Ubuntu is one of the most rapid growing Linux distro. Ubuntu is a derivation of Debian distro. Ubuntu is an African word mean “humanity toward others” and that’s why the Ubuntu developer called it as Linux for human beings.
The rapid growing of Ubuntu produces another subproject which is Kubuntu and Xubuntu. Both are focusing on KDE and Xfce desktop environment respectively. Other subproject of Ubuntu are Edubuntu and Gobuntu.
I’m using Ubuntu 7.10, Gutsy Gibbon to install on Esprimo V5535. I got this DVD by purchasing Linux Magazine issue 87, February 2008. The current version is Ubuntu 8.04.
Loading the DVD
When i run the DVD, it takes few times around 1 minute to prompt start up page. After that it initialize all important requirements to run as live DVD.
After finished loading, the front page of Ubuntu desktop is as below. User can browse the information of the system or proceed to install it on hard drive. User have to click on the icon at desktop which named ‘install’ to begin installation.
Running on DVD before choosing to install
Before the installation begins, user has to define the partition to place the OS. The DVD can perform partition management such as creating, deleting and resizing partition. But only two partitions can be created, which are root and swap. This is a little bit confusing me because normally I prefer creating separate user partition such as /home.
The installation is running smoothly. I don’t give any extra installation option command like the previous installation using Mandriva.
Installation in progress
Boot menu selection
After the installation is finished, then I restart the system. The boot menu selection is appearing at the beginning of boot up such picture above. The default desktop theme is a picture below.
Front page of Ubuntu Linux
One main different in terms of security issue using Ubuntu is superuser access. For other distros, user has to provide superuser or root password to access management or any critical part of the system. Ubuntu does not set superuser password but it use ‘sudo’ command replacing that method. But this method is not strictly secure because user only provides their (user) password when using ‘sudo’ command. I don’t like this feature.

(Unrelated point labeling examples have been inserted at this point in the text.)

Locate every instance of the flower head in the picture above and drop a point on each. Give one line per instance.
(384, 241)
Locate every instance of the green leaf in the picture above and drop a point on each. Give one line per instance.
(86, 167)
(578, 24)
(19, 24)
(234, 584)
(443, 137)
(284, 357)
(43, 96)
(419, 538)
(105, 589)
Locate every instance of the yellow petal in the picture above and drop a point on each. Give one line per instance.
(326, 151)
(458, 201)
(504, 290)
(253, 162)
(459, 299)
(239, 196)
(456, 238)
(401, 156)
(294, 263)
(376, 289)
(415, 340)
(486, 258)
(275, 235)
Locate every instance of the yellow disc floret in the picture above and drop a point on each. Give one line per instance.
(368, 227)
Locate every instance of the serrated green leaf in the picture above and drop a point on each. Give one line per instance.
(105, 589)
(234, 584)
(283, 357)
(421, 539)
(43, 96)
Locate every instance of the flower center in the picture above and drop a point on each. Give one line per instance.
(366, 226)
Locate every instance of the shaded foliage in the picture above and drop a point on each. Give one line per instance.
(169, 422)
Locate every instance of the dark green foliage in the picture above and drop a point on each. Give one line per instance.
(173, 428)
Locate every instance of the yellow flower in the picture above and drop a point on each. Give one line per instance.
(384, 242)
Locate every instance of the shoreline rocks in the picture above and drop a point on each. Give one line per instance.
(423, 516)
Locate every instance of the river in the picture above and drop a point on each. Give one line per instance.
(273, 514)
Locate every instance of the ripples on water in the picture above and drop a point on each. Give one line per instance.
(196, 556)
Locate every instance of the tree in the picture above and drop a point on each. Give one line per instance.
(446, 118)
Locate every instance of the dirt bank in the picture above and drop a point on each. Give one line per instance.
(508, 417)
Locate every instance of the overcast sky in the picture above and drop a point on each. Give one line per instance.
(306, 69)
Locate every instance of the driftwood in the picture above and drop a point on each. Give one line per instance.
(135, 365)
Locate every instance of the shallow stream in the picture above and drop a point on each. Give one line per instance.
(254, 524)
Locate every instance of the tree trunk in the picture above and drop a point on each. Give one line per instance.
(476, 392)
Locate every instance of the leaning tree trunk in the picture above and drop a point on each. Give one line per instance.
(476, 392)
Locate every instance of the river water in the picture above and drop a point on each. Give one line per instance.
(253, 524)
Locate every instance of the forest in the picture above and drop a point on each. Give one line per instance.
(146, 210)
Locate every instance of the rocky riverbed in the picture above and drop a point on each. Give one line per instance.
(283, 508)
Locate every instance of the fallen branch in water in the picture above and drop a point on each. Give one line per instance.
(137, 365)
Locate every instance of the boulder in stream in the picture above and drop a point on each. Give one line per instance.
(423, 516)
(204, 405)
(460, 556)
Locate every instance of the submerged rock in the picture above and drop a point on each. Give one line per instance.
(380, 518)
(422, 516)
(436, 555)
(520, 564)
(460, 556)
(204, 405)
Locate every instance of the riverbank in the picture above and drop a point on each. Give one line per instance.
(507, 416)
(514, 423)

When I connect the laptop with LAN network, it automatically detects the network. This feature is almost support by latest version of many Linux distros. For wireless network, normally it depends to the chipset driver. But this Esprimo V5535, Ubuntu 7.10 does not detect it.
The screen resolution is very basic and low, 800×600. When I opened the web page, it cannot view whole page because of the low screen resolution. I tried editing the “/etx/X11/xorg.conf” file by adding other resolution range, but it still use the default resolution.
Basic screen resolution, 800×600
On my previous project, i used to put PHP script at “/var/www/html/” using Red Hat and Mandriva. This directory is a default page redirect on Linux for HTTP. But i didn’t found that directory within this distro. Hayya… New ‘shirt’, have to search where the ‘pockets’ are!